We'll combine the steps from Sessions 29 and 30 into a single, efficient process.

In [None]:
# Coerce to numeric, creating NaNs for blank strings
df['TotalCharges'] = pd.to_numeric(df['TotalCharges'], errors='coerce')

# Calculate the median
median_charges = df['TotalCharges'].median()

# Fill the missing values with the median
df['TotalCharges'].fillna(median_charges, inplace=True)

# Verify the fix
print("Data type of TotalCharges after fix:")
print(df['TotalCharges'].dtype)
print("\nNumber of missing values in TotalCharges after fix:")
print(df['TotalCharges'].isnull().sum())

#### Step 2: Check for Duplicates

As we discovered in Session 31, there are no full-row duplicates, but this is a crucial check.

In [None]:
print(f"Number of duplicate rows found: {df.duplicated().sum()}")

#### Step 3: Standardize Categorical Values (Example)

Let's look at the values in the `PaymentMethod` column.

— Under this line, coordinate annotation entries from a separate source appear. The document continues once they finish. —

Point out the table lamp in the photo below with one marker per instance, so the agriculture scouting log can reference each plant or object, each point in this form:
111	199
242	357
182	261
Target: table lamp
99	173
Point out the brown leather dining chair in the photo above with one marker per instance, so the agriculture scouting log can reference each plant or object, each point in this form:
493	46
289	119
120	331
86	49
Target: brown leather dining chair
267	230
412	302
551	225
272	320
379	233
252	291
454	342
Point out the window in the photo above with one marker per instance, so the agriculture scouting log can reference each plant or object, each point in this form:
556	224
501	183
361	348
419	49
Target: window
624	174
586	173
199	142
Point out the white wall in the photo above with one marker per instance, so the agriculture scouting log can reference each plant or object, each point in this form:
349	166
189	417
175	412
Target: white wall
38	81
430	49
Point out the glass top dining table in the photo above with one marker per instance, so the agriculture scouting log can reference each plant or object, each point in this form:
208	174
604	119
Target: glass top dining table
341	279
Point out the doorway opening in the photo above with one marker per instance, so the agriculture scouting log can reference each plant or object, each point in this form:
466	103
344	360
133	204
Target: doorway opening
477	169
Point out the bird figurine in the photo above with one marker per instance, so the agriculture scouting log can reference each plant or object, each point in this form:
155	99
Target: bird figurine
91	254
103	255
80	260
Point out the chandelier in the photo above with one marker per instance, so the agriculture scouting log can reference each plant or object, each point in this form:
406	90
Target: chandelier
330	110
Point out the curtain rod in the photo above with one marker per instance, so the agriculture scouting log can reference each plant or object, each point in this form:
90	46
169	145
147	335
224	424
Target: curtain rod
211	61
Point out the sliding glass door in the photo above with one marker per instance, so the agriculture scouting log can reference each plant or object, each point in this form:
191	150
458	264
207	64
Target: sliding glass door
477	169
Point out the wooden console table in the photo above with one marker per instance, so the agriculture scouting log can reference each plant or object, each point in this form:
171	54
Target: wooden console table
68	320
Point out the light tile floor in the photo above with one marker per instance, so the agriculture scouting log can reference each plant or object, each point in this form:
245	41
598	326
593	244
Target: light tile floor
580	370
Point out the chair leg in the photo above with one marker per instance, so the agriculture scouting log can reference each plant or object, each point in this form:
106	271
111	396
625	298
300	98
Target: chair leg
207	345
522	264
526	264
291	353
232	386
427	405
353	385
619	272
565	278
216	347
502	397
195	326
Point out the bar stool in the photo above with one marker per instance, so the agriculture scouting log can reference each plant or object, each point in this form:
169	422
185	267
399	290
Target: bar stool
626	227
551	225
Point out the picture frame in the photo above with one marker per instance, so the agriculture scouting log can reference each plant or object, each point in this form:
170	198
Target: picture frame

They seem consistent, but in a real-world scenario, you might have variations.

**Hypothetical Problem:** Imagine we also had `"Credit Card (automatic)"` with a different capitalization. We would need to standardize it.

While not strictly necessary here, this is how you would do it:

In [None]:
# Example of standardization using .replace()
# This won't change anything in our current dataset, but it demonstrates the technique
df['PaymentMethod'] = df['PaymentMethod'].replace({
    'Credit card (automatic)': 'Credit Card (automatic)',
    'Bank transfer (automatic)': 'Bank Transfer (automatic)'
})

df['PaymentMethod'].value_counts()

#### Step 4: Create a New Feature

Let's re-create our `TenureGroup` feature from Session 35, as it will be useful for our upcoming analysis.

In [None]:
bins = [-1, 12, 48, 73] # (0-12 months), (13-48 months), (49-72 months)
labels = ['New Customer', 'Medium-Term Customer', 'Long-Term Customer']

df['TenureGroup'] = pd.cut(df['tenure'], bins=bins, labels=labels)

### 4. Final Review of the Cleaned Data

Let's take one last look at our prepared dataset with `.info()` and `.head()`.

In [None]:
df.info()

In [None]:
df.head()

The data is now clean and ready for analysis!
*   No missing values.
*   Correct data types.
*   A new, engineered feature (`TenureGroup`) is available.

### 5. Conclusion

This session consolidated the key data cleaning and preparation tasks into a single, logical workflow. We have successfully transitioned our raw data into a clean, analyzable state.

This prepared dataset will be the foundation for all the work we do in Unit 4, where we will dive deep into Exploratory Data Analysis (EDA) to uncover insights.

**Next Session:** We will begin Unit 4 with a theoretical discussion of the key statistical concepts used to describe and summarize data.